The IIL IS-5 was a single seat, high performance sailplane designed by Iosif Șilimon and built in Romania in 1960.

==Design and development==
From about 1950 to his death in February 1981, Iosif Silimon was Romania's most prominent glider designer, his aircraft distinguished by his initials. The IS-5 first flew on 14 June 1960. It was a shoulder wing cantilever monoplane developed from the URMV-3 IS-3 and of mixed wood and metal construction. The wings had an all wood structure and were plywood skinned. Mounted with 3° of dihedral, they were straight tapered in plan and built around a single spar with a forward torsion box between it and the leading edge. The tips carried the small streamlined bodies known as salmons, common at the time. The slotted ailerons, which filled about half the span, were ply skinned but with an outer fabric covering.

The IS-5's pod and boom style fuselage was a metal monocoque with the pod ending abruptly at the wing trailing edge and a slender boom aft.

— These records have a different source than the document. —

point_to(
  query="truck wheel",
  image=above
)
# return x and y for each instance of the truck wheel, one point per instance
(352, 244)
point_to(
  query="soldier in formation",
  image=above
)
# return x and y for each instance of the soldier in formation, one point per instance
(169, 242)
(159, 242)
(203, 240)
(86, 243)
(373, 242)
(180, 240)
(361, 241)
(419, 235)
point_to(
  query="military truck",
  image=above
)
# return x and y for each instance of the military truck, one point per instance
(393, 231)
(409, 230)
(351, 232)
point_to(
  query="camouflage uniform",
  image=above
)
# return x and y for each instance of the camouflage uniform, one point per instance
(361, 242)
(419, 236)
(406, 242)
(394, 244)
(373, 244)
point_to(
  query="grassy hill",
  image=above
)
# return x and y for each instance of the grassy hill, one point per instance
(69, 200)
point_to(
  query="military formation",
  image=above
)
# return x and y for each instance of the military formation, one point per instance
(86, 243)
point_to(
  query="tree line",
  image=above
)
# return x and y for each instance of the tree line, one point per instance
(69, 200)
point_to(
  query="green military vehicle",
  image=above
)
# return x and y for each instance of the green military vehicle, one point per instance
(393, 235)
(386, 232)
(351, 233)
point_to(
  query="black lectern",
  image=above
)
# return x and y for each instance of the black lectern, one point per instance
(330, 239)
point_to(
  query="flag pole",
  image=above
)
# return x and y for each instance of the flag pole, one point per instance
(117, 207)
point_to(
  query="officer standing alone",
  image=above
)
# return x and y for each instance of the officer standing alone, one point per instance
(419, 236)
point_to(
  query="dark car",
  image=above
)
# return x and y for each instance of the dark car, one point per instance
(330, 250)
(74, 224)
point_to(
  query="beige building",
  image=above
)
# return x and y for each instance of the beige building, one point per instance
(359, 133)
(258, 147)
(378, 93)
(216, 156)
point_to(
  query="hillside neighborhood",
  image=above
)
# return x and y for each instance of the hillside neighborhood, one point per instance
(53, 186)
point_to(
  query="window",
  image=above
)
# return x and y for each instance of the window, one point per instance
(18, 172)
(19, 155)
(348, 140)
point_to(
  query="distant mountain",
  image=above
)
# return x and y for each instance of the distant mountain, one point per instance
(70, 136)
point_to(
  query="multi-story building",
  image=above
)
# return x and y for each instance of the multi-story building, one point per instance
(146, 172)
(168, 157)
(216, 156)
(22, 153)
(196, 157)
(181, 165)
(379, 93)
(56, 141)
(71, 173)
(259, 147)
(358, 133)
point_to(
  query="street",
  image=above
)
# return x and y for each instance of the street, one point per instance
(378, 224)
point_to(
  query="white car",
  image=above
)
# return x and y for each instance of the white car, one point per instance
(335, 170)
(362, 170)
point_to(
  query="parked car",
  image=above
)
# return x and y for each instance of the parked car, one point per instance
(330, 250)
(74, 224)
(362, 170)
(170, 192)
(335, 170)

The cockpit was enclosed by a single piece, side hinged, moulded perspex canopy. Rectangular airbrakes hinged outwards from the fuselage sides under the wing, each with an area of 0.325 sqm. The empennage was conventional, with a ply covered fin which was narrow at the top but faired into the boom above and below. It carried a fabric covered, rounded, unbalanced rudder, broad at its heel, as well as the straight edged tailplane placed just above the boom. There were rounded, spring balanced elevators with gaps at their roots to clear the fin and a small cut out for rudder movement; these control surfaces were ply skinned and fabric covered like the ailerons.

The IS-5 had a short, rubber sprung skid under the cockpit and a fixed, unsprung monowheel under the wing, fitted with a brake. There was also a small extension of the fin to act as a tail bumper.